[Polly][Codegen] Emit access group metadata.

Emit llvm.loop.parallel_accesses metadata instead of
llvm.mem.parallel_loop_access. The latter is deprecated because it
assumes that LoopIDs are persistent, which they are not.
We also emit parallel access metadata for all surrounding parallel
loops, not just the innermost parallel.

GitOrigin-RevId: b85c98b4c5734b8570e1392fb15d2f9fc2581d6e
diff --git a/include/polly/CodeGen/IRBuilder.h b/include/polly/CodeGen/IRBuilder.h
index fb5d14a..94b8643 100644
--- a/include/polly/CodeGen/IRBuilder.h
+++ b/include/polly/CodeGen/IRBuilder.h
@@ -100,7 +100,7 @@
   /// All loops currently under construction.

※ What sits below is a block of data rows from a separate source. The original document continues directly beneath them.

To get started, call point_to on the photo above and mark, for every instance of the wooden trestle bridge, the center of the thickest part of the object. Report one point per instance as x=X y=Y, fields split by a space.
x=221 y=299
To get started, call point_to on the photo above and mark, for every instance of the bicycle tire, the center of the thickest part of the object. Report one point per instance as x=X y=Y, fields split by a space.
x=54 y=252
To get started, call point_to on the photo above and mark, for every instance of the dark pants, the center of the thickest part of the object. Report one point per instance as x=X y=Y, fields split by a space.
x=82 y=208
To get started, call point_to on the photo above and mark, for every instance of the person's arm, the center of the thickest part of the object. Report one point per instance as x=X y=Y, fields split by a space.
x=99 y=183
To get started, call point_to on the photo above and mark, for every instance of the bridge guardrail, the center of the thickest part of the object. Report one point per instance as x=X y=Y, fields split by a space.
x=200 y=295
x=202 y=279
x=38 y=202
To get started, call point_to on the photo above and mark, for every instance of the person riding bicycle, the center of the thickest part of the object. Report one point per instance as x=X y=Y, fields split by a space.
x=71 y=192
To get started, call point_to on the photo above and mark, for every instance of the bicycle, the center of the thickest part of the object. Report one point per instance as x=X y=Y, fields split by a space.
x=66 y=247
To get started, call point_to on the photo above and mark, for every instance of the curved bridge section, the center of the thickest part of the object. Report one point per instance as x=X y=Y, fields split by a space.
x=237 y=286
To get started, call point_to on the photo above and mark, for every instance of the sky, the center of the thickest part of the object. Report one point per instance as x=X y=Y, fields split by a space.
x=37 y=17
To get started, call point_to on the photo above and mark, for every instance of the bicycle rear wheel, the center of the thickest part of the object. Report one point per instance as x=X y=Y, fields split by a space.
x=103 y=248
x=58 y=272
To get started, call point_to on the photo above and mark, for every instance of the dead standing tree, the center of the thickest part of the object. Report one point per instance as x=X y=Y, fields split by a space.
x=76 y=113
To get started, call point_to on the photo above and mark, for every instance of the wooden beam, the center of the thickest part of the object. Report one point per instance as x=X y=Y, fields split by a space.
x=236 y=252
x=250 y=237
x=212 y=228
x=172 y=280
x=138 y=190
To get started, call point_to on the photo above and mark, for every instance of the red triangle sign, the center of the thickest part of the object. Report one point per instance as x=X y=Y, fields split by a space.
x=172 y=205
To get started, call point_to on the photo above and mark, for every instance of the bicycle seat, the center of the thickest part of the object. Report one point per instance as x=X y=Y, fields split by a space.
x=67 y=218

   llvm::SmallVector<llvm::Loop *, 8> ActiveLoops;
 
-  /// Metadata pointing to parallel loops currently under construction.
+  /// Access groups for the parallel loops currently under construction.
   llvm::SmallVector<llvm::MDNode *, 8> ParallelLoops;
 
   /// The alias scope domain for the current SCoP.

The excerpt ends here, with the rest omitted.